S’injecter des vitamines, un boost pas si anodin

Catherine Rüttimann

Publié il y a 2 mois

01.06.2025

Partager

Vendus comme des remèdes à différents maux, l'efficacité des cocktails administrés par intraveineuse n'a pas encore été démontrée scientifiquement.

Censées soulager rapidement les effets d’une «gueule de bois», augmenter l’énergie lors d’une période de fatigue «physique ou morale», ou encore renforcer le système immunitaire, les injections de vitamines sont en vogue depuis plusieurs années aux États-Unis. Les mérites de cette «vitamin IV therapy», ou vitaminothérapie intraveineuse, y ont été vantés par des célébrités comme Madonna, Rihanna ou encore Kim Kardashian, contribuant à leur diffusion.

Cette tendance gagne aussi la Suisse. De Genève à Montreux, des cliniques d’esthétique dirigées par des professionnel-les de la santé proposent désormais des injections de solutions salines infusées de vitamines ou de minéraux. Elles diffusent des publicités sur les réseaux sociaux à destination d’un public jeune et fortuné. Ces sociétés incluent parfois dans leurs prix, qui oscillent entre 300 et 550 francs, le déplacement d’une infirmière ou d’un infirmier à domicile pour poser la perfusion. Le contenu de ces poches aux couleurs pop et aux noms prometteurs, comme «recovery», «immunity», ou encore «anti-âge» peuvent être administrés sept jours sur sept, 24 heures sur 24.

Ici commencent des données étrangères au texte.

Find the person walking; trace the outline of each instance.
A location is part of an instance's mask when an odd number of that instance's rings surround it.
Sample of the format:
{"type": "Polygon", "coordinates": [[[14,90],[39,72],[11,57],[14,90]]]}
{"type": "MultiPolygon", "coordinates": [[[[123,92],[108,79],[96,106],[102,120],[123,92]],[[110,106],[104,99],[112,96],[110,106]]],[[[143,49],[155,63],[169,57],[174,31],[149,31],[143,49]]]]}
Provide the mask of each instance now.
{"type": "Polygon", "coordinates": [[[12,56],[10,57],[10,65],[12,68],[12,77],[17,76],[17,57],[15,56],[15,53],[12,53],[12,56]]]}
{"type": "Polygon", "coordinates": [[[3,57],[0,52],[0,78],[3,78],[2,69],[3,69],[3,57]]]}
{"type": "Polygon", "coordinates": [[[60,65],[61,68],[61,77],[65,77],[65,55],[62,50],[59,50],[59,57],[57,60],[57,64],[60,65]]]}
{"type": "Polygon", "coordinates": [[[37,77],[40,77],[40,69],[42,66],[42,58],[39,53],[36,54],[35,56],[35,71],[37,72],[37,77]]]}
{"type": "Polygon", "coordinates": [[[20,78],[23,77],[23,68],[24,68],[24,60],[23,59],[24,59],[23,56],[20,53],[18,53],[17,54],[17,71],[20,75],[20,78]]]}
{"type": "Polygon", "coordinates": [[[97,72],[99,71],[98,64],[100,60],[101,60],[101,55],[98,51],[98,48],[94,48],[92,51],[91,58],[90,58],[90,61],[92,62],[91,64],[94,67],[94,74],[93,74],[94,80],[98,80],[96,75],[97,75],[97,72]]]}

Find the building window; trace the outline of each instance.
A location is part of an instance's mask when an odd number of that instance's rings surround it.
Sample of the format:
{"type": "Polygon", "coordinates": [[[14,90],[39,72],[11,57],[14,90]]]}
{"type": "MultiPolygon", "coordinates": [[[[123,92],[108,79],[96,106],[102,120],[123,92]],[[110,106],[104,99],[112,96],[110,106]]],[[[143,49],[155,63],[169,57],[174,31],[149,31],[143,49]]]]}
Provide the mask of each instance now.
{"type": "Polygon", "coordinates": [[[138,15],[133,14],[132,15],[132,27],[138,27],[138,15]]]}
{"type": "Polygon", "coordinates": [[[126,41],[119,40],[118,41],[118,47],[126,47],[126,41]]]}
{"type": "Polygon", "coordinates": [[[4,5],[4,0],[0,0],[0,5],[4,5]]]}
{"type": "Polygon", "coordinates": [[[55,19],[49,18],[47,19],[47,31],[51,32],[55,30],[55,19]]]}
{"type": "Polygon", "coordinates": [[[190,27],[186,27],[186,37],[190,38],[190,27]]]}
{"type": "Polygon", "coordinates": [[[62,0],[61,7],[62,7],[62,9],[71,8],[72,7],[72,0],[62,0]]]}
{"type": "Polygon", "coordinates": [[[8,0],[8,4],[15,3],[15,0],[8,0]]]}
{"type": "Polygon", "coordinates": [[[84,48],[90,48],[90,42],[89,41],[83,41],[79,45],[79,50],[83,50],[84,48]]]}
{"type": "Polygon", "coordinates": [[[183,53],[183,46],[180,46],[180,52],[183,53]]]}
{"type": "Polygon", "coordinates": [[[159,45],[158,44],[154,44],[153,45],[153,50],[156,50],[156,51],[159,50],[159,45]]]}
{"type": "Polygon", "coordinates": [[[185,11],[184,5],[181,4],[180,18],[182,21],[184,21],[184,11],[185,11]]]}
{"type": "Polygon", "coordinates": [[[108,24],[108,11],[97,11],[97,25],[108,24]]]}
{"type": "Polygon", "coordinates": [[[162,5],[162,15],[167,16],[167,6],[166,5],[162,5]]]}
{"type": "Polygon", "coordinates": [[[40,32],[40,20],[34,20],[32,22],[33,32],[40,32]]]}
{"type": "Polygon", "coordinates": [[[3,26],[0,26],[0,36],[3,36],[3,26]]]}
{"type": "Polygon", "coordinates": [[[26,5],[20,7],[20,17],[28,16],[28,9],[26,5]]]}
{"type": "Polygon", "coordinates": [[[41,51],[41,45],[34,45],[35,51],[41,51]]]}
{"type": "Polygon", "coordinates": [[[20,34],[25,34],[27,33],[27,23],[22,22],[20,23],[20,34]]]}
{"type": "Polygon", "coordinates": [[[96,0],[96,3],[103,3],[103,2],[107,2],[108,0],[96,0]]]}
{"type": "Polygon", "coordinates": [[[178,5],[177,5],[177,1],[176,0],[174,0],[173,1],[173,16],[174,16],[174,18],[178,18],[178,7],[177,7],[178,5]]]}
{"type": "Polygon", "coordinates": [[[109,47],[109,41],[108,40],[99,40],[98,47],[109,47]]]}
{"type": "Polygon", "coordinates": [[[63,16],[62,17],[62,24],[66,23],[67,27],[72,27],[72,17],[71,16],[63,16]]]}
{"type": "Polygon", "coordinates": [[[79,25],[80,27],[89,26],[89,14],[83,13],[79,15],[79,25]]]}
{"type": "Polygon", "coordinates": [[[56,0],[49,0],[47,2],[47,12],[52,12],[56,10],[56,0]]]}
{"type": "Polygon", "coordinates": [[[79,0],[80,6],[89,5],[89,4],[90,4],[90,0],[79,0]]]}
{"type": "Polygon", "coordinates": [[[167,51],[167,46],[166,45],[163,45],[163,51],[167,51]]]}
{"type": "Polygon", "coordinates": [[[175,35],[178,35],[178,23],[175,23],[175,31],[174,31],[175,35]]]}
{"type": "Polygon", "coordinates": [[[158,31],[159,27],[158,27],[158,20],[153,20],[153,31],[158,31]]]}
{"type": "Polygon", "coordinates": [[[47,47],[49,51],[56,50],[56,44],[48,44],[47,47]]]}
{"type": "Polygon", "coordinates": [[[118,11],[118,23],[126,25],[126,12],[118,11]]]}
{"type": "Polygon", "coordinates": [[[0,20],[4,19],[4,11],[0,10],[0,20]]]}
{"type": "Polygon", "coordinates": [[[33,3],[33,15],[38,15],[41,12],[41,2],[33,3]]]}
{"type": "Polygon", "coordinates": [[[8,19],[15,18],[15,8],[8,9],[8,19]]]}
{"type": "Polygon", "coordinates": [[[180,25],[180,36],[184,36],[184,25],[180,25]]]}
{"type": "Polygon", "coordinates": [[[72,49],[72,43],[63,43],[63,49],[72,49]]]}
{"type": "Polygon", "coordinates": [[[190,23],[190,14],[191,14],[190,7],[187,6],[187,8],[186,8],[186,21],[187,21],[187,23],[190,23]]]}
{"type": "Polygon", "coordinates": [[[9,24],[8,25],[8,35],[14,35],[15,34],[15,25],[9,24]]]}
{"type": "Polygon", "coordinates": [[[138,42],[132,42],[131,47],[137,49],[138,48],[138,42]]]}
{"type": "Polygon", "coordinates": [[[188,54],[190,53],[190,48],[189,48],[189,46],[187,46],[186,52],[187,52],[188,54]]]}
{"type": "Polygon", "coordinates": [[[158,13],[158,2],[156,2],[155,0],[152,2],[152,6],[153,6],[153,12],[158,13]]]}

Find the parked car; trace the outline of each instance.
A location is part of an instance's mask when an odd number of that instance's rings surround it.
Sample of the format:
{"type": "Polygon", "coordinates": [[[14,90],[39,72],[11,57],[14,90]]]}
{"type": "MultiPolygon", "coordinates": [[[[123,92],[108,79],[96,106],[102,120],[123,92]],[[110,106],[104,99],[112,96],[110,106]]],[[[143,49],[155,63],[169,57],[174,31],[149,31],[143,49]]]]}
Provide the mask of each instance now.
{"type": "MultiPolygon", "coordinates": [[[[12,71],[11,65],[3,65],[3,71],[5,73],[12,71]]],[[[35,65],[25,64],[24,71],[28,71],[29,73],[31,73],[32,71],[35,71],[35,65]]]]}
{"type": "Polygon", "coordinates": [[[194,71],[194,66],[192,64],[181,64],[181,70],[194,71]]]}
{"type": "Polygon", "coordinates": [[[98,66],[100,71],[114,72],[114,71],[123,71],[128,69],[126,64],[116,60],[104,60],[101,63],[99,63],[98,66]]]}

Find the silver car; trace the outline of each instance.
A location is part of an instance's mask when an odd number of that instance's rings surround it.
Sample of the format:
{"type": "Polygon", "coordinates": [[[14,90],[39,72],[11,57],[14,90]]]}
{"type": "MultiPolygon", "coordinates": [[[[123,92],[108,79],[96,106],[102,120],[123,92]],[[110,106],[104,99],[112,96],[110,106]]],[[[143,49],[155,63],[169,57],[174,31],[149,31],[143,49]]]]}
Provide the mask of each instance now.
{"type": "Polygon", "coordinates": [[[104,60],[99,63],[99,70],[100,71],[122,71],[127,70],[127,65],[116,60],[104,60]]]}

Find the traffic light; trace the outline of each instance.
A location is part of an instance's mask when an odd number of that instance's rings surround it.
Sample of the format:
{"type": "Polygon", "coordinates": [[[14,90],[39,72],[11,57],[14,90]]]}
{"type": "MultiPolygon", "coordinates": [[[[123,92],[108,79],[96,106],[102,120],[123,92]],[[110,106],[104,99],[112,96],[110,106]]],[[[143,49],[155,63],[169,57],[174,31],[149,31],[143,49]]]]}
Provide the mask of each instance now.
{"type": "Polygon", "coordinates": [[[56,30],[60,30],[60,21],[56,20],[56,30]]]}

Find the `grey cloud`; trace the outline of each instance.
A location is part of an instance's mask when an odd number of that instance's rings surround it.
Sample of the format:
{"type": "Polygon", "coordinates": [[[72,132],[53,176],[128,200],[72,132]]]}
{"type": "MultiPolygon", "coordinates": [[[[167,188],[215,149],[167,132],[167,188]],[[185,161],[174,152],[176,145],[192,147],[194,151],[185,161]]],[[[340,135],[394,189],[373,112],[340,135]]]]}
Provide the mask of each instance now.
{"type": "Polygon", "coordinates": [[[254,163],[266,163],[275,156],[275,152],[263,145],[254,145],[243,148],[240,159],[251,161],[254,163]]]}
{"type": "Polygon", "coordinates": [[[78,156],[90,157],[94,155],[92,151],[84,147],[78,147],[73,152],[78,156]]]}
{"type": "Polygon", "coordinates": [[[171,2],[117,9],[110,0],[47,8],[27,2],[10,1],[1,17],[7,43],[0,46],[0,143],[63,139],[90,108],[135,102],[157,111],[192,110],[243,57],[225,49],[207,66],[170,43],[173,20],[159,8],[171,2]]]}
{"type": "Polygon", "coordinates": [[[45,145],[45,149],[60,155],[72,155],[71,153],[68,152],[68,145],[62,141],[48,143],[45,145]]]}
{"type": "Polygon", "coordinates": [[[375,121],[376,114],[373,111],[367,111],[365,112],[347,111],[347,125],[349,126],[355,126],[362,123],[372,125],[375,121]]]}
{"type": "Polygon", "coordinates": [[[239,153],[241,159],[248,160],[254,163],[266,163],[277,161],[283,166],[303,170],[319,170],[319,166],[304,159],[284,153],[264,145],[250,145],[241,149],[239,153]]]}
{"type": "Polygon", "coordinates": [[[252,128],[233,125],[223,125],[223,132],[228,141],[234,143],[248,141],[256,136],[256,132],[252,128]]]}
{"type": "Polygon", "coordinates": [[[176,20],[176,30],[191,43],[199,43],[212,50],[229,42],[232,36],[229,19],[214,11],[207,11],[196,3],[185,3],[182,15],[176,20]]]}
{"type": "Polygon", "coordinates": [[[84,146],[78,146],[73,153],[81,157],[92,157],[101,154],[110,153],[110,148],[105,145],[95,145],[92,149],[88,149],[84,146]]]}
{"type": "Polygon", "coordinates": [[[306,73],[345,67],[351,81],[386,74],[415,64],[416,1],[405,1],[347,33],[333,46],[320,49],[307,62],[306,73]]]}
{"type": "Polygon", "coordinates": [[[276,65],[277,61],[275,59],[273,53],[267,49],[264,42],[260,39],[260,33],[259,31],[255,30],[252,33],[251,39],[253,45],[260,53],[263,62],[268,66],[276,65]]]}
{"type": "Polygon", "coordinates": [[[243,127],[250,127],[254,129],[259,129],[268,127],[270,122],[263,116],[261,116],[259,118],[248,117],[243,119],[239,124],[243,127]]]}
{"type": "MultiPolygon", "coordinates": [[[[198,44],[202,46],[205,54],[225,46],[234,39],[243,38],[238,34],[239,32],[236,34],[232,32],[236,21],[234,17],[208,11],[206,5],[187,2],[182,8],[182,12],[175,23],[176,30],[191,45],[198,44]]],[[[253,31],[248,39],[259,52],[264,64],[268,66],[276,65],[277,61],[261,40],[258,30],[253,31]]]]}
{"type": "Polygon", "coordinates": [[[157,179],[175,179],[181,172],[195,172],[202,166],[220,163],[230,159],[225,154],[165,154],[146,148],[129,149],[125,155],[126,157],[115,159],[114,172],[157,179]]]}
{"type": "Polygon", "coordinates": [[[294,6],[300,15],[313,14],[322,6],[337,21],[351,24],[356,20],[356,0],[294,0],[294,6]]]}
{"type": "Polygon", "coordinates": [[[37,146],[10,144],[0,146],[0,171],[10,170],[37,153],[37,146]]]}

Ces promesses séduisantes ne convainquent pourtant pas Pedro Marques-Vidal, professeur auprès du département de médecine interne du CHUV. «Si vous recevez une dose colossale de vitamine B12 dans la veine, seule une toute petite partie sera absorbée par la moelle osseuse pour faire des globules rouges. La quasi-totalité, vous allez simplement l’uriner.» Ce mécanisme d’élimination rend la pratique a priori inoffensive, sauf pour des personnes présentant une insuffisance rénale. «La très haute dose de vitamine C de certaines solutions présente des risques avérés en matière de formation de calculs rénaux.» En outre, le chercheur critique le remède «anti-gueule de bois», car il y voit une quasi-incitation aux excès alcooliques.

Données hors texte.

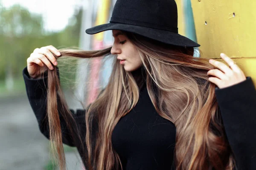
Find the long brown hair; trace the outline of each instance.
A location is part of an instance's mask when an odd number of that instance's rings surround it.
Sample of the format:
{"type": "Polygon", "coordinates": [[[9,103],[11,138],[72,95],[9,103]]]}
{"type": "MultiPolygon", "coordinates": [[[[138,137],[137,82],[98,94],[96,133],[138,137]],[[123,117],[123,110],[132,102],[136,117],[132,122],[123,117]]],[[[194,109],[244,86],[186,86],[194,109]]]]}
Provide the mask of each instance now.
{"type": "MultiPolygon", "coordinates": [[[[233,169],[234,159],[215,95],[216,86],[208,81],[207,74],[213,69],[209,59],[194,57],[193,48],[167,45],[135,34],[125,33],[138,51],[145,71],[144,74],[136,78],[145,78],[157,113],[176,127],[176,169],[233,169]]],[[[85,144],[82,159],[87,169],[122,167],[112,147],[111,135],[119,119],[137,102],[140,88],[134,75],[119,64],[111,50],[111,47],[90,51],[60,50],[62,56],[114,57],[108,84],[84,113],[85,139],[81,138],[56,80],[56,69],[49,70],[47,99],[50,139],[61,170],[65,169],[65,161],[59,114],[65,118],[74,139],[79,139],[80,144],[85,144]]]]}

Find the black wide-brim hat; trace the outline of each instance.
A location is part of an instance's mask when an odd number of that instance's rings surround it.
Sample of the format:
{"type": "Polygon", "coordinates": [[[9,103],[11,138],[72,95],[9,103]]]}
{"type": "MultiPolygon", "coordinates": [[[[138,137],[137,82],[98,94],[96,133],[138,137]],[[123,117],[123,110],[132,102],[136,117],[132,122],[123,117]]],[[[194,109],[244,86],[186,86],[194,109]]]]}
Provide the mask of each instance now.
{"type": "Polygon", "coordinates": [[[177,6],[174,0],[117,0],[109,23],[87,29],[85,32],[93,34],[114,29],[175,45],[200,46],[178,34],[177,6]]]}

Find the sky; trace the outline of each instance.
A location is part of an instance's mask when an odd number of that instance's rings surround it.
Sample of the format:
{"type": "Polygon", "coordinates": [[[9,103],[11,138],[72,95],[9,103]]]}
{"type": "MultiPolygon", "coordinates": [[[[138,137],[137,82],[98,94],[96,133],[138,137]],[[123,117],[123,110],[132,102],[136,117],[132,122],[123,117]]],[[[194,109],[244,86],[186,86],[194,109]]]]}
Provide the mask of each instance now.
{"type": "Polygon", "coordinates": [[[44,28],[57,31],[64,29],[69,19],[74,14],[76,6],[81,4],[82,0],[1,0],[4,7],[19,4],[31,12],[43,15],[44,28]]]}

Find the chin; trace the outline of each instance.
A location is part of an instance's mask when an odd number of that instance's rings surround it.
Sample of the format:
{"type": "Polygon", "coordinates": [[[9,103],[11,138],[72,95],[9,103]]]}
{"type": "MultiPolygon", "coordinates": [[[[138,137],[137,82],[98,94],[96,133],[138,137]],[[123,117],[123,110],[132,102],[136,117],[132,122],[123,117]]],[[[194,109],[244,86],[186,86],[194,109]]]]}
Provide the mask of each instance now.
{"type": "Polygon", "coordinates": [[[125,67],[125,65],[124,67],[124,68],[125,69],[125,71],[134,71],[136,70],[138,68],[135,68],[135,67],[125,67]]]}

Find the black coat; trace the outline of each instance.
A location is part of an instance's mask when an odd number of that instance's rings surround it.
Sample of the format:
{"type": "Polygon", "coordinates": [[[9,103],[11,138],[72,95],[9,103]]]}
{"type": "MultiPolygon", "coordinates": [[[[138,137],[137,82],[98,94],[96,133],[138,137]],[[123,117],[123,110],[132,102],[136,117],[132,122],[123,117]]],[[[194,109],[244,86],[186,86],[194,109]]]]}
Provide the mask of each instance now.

Contourner l’absorption digestive

Les entreprises qui s’inscrivent dans cette pratique mettent en avant le contournement de la barrière intestinale. En administrant le produit par voie intraveineuse, au lieu de le boire, le corps serait ainsi plus enclin à absorber efficacement les nutriments. Un argument que réfute Pedro Marques-Vidal. «Cette affirmation montre une ignorance du métabolisme des vitamines. Le principal réservoir de vitamine B12 dans le corps est le foie, et les vitamines B1 et B6 ont besoin d’être activées au niveau du foie par un processus appelé phosphorylation. Donc «court-circuiter» le foie, c’est justement aller contre la métabolisation naturelle des vitamines.»

L’absence de base scientifique étayée dérange particulièrement le spécialiste. «Je trouve déontologiquement dommageable pour la profession que des collègues proposent des traitements qui ne sont pas basés sur des preuves.» Les injections de vitamines ont, certes, été pratiquées un temps dans un contexte hospitalier. «Au CHUV, les perfusions de vitamine C nous ont intéressé, notamment en oncologie. Mais ce n’est plus le cas, car les études randomisées n’ont rien donné.» 

Effet placebo?

Pour Pedro Marques-Vidal, un effet placebo pourrait expliquer le succès de cette tendance. «On vous injecte quelque chose, parfois chez vous, dans votre intimité, donc ça doit marcher. Le prix de la prestation pourrait jouer un rôle lui aussi. Car si c’est cher, c’est sûr, ça doit être efficace.»